- Supreme Court of the United States

Decided March 4, 2014
- Full case name: Lawson v. FMR, LLC
- Citations: 571 U.S. 429 (more)

Holding
- The Sarbanes–Oxley Act grants whistleblower protection to employees of public companies and also to employees of a public company's private contractors and subcontractors.

Court membership
- Chief Justice John Roberts Associate Justices Antonin Scalia · Anthony Kennedy Clarence Thomas · Ruth Bader Ginsburg Stephen Breyer · Samuel Alito Sonia Sotomayor · Elena Kagan

Case opinions
- Majority: Ginsburg
- Concurrence: Scalia (in judgment), joined by Thomas
- Dissent: Sotomayor, joined by Kennedy, Alito

Laws applied
- Sarbanes–Oxley Act

= Lawson v. FMR, LLC =

Lawson v. FMR, LLC, , was a United States Supreme Court case in which the court held that the Sarbanes–Oxley Act grants whistleblower protection to employees of public companies and also to employees of a public company's private contractors and subcontractors.

==Background==

To safeguard investors in public companies and restore trust in the financial markets following the collapse of Enron Corporation, Congress passed the Sarbanes–Oxley Act of 2002. One of the act's provisions protects whistleblowers; at the time of this case, that provision in 18 U. S. C. §1514A(a) instructed: "No [public] company..., or any... contractor [or] subcontractor... of such company, may discharge, demote, suspend, threaten, harass, or... discriminate against an employee in the terms and conditions of employment because of [whistleblowing activity]."

A group of workers, including Lawson, sued their former employers (collectively FMR), private companies that contract to advise or manage mutual funds. As is common in the industry, the mutual funds served by FMR are public companies with no employees. The workers alleged that they blew the whistle on putative fraud relating to the mutual funds and, as a consequence, suffered retaliation by FMR. Each commenced suit in federal district court. Moving to dismiss the suits, FMR argued that the plaintiffs could state no claim under §1514A, becausethat provision protects only employees of public companies and not employees of private companies that contract with public companies. On interlocutory appeal from the District Court's denial of FMR's motion to dismiss, the First Circuit Court of Appeals reversed. The First Circuit said that the term "an employee" in §1514A(a) referred only to employees of public companies.

==Opinion of the court==

The Supreme Court issued an opinion on March 4, 2014.

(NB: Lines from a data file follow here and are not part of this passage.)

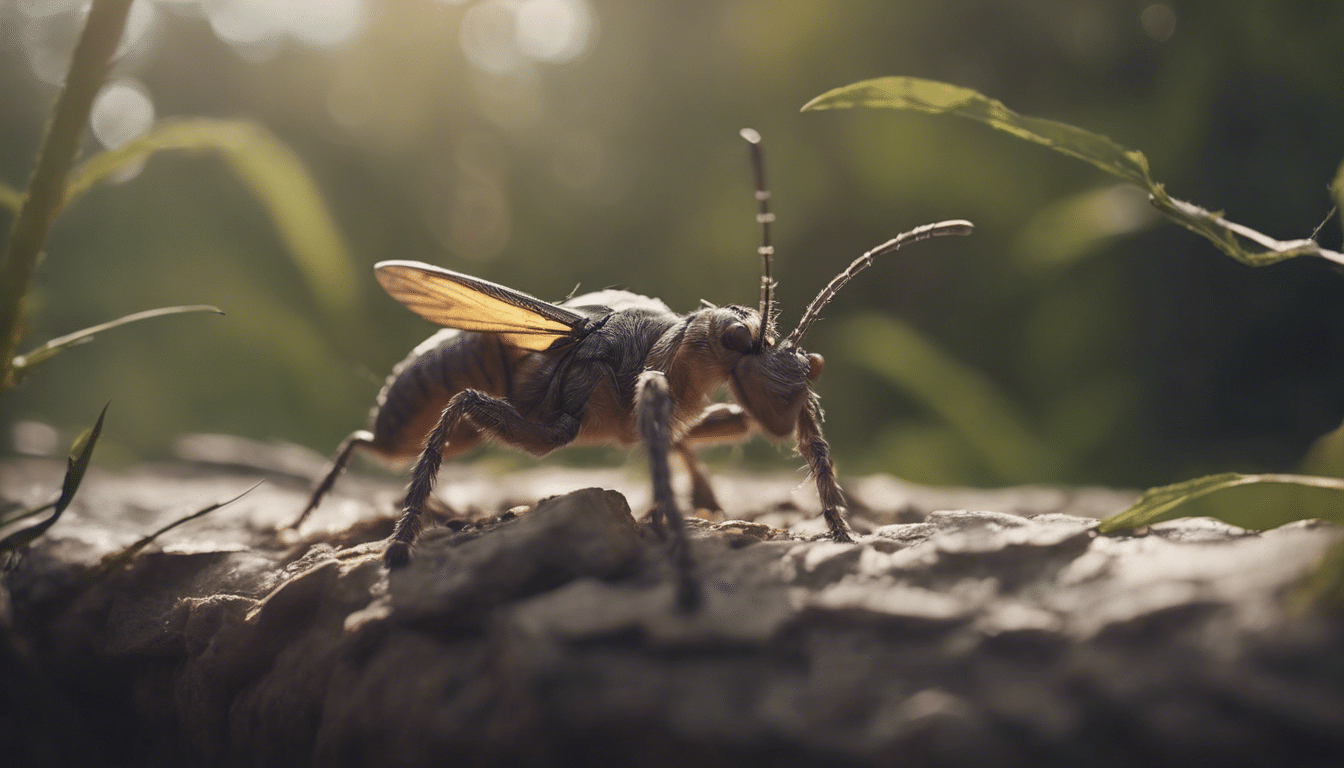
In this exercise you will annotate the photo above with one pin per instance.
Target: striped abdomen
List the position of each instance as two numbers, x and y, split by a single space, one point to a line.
421 385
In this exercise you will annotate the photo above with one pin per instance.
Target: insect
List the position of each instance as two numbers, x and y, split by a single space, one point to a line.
605 367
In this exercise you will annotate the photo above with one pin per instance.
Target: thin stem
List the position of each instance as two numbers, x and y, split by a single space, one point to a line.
46 188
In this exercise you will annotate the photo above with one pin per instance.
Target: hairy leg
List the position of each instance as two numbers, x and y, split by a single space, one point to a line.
721 423
493 417
653 413
815 449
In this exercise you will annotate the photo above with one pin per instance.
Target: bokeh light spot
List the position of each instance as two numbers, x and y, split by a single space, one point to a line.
554 31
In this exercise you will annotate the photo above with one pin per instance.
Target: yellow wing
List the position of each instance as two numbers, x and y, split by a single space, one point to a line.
473 304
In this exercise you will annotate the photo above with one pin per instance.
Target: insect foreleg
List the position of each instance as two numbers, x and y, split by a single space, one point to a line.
815 449
721 423
653 414
495 417
343 452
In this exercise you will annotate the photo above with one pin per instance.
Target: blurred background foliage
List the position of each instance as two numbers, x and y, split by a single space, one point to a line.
555 143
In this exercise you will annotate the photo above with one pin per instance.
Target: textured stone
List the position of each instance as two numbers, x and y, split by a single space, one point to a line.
944 635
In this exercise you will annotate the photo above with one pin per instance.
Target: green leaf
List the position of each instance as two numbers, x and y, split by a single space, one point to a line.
934 97
46 351
89 66
125 556
10 197
987 420
944 98
273 172
75 467
1156 502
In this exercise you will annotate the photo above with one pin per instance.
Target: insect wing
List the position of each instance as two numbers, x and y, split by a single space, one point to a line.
468 303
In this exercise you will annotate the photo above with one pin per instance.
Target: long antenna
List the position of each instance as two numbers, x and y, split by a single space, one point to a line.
764 218
940 229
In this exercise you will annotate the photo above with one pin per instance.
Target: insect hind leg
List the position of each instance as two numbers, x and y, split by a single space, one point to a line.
493 417
339 463
653 404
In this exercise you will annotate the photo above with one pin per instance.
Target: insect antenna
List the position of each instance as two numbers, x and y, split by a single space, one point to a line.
765 218
813 311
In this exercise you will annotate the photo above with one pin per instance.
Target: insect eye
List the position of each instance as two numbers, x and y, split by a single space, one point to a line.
737 338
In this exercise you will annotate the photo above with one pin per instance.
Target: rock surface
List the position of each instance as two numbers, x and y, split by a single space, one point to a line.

In dissent, Sotomayor complained about the potential scope of the decision. She predicted that:

As interpreted today, the Sarbanes–Oxley Act authorizes a babysitter to bring a federal case against his employer—a parent who happens to work at the local Walmart (a public company)—if the parent stops employing the babysitter after he expresses concern that the parent’s teenage son may have participated in an Internet purchase fraud. And it opens the door to a cause of action against a small business that contracts to clean the local Starbucks (a public company) if an employee is demoted after reporting that another nonpublic company client has mailed the cleaning company a fraudulent invoice.